Many doctors are able to routinely do this for dozens of ailments under intense pressure, making them even more impressive.


And unfortunately some doctors cannot make a proper diagnostic even after visiting them several times, and having a rather uncommon, but not rare, condition. First hand experience.

Well that's life.


I'm not surprised by that. There is an exhausting amount of information that they have to digest & recall. It makes sense that they would assume that the most common conditions are likely to be the cause of your ailment. Maybe AI or automated diagnosis could help in the future, by suggesting rare conditions that fit the symptoms as well as the common ones.


How can I rapidly ascertain (within the first minutes of meeting for the first time) if I'm talking to such a doctor, vs someone who's going to complacently sit around and pontificate about what's possible without actually actioning anything?


I’ve not found a way yet, other than being around when they handle some kind of crisis, seen that a few times while working in a hospital. Wandering though on my way to/from lunch break was very occasionally surprising. It’s quite a surprise the first time you see a hospital bed roll past as a doctor on top is doing cpr compressions then literally hops off, while a second doctor hops, mid-run, to resume the compressions... like trick horse riding or something.

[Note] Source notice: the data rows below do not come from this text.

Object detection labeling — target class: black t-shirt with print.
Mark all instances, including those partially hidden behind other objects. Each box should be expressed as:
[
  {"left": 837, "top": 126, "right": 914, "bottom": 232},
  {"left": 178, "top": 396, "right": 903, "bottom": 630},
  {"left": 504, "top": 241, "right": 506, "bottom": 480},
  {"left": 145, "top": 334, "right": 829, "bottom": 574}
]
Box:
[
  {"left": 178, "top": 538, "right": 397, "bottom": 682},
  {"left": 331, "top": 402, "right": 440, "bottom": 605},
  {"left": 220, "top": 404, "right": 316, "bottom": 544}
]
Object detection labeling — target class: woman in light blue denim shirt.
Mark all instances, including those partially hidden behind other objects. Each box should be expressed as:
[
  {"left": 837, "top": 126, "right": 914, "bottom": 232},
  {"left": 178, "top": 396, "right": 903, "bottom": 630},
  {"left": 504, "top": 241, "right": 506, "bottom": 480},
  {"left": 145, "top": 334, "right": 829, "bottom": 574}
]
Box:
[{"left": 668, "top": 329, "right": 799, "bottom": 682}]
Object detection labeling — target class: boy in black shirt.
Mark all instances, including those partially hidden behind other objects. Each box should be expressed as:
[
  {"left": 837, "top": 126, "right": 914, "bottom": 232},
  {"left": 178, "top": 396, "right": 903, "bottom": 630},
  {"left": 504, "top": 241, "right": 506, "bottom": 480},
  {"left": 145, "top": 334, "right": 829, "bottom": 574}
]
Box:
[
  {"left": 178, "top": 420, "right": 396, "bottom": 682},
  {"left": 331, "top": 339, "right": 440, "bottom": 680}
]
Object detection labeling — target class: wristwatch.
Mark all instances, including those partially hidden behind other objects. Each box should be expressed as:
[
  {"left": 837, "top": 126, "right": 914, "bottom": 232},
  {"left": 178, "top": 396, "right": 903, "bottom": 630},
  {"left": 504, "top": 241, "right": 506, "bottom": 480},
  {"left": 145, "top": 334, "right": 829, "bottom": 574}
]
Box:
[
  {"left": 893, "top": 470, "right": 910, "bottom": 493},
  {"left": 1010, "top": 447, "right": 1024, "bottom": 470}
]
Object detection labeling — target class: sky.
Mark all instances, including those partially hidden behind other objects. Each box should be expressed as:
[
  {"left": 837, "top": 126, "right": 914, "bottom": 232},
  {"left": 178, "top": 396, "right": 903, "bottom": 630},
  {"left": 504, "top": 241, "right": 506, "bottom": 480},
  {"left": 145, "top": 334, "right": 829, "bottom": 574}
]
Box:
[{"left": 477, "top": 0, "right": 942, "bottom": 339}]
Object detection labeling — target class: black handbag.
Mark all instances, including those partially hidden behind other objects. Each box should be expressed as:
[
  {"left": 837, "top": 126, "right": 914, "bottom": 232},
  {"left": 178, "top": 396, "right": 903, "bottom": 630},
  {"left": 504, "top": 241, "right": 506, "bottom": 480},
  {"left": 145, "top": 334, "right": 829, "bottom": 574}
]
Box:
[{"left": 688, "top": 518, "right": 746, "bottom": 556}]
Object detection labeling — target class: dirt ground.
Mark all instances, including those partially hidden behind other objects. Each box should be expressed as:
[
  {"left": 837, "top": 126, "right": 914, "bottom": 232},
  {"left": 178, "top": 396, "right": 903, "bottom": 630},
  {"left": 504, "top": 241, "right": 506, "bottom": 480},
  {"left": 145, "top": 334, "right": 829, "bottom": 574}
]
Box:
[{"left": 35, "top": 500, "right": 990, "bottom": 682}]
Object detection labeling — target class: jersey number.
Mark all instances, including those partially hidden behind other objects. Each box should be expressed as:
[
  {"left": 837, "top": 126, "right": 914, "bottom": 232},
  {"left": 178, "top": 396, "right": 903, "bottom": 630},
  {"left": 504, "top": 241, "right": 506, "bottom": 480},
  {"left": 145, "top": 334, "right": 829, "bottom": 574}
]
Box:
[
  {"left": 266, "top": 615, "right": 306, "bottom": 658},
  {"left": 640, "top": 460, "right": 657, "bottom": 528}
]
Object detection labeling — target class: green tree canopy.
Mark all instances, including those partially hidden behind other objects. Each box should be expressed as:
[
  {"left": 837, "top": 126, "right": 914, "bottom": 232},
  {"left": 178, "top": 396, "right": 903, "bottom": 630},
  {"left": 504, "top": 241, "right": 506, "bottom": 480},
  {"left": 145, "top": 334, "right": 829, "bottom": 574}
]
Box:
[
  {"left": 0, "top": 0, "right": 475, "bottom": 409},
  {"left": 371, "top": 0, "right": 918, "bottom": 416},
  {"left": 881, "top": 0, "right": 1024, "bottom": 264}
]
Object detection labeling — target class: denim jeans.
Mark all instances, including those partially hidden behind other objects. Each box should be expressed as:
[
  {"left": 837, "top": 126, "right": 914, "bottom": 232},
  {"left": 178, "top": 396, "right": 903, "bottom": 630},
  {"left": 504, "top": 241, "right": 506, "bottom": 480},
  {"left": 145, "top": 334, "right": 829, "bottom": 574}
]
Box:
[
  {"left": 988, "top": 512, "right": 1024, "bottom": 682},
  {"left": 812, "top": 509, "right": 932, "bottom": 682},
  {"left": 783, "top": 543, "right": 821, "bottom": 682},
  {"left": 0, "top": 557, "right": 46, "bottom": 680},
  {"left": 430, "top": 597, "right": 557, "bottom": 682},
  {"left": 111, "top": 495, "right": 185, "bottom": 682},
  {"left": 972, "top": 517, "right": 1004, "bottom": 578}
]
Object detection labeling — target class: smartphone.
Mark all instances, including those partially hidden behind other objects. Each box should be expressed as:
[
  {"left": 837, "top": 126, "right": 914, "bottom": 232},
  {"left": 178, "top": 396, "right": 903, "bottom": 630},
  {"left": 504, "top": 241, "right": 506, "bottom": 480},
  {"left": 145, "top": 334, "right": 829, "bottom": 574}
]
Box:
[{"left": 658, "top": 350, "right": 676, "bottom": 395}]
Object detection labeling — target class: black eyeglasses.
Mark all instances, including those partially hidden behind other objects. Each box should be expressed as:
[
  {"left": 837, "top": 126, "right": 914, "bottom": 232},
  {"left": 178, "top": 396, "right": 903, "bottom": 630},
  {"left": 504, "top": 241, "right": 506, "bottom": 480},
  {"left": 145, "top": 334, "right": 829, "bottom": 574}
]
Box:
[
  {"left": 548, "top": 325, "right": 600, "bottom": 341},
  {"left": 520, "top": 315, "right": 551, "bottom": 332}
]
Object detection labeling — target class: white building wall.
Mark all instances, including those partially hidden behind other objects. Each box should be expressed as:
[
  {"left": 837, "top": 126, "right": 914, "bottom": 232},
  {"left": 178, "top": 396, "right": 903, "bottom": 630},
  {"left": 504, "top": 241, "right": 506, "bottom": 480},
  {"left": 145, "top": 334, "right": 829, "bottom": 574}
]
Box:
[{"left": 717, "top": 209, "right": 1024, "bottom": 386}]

Only ever saw it once but damn it was something.


It makes me appreciate how much expertise these doctors have. Generalizing it to all doctors is going one step too far.


The pattern matching could easily be automated. It's basically a game of 21 questions. Doctors sometimes fail here by getting too fixated on prior probabilities ("this condition is very uncommon so you don't have it").

The expertise, and IME this is rare, is in turning vague descriptions into matchable patterns, prompting for more detail when needed, and explaining things at the appropriate level (which for some patients might be quite high, others quite low).


In theory sure, in practice nobody had built a general system that works well yet.


I think the point was that the difficulty for machines is not the differential diagnosis, but in coaxing out the right details of patient history to feed into that algorithm. I don’t know if differential diagnosis is automatable but machines definitely suck at the latter issue.


"While in theory there is no difference between theory and practice, in practice there is."


Maybe the patterns change and that is what makes humans good at it and automated things not.


Designer: "I updated the mocks to match your requirements."

Product Manager: "Close enough."

Engineer: "..."


It may totally not be the case, but this story sounds like something a marketing guru would make up to post on LinkedIn.


Checks out. The correct amount of snark not-so-subtly implying that consumers are stupid/irrational as well.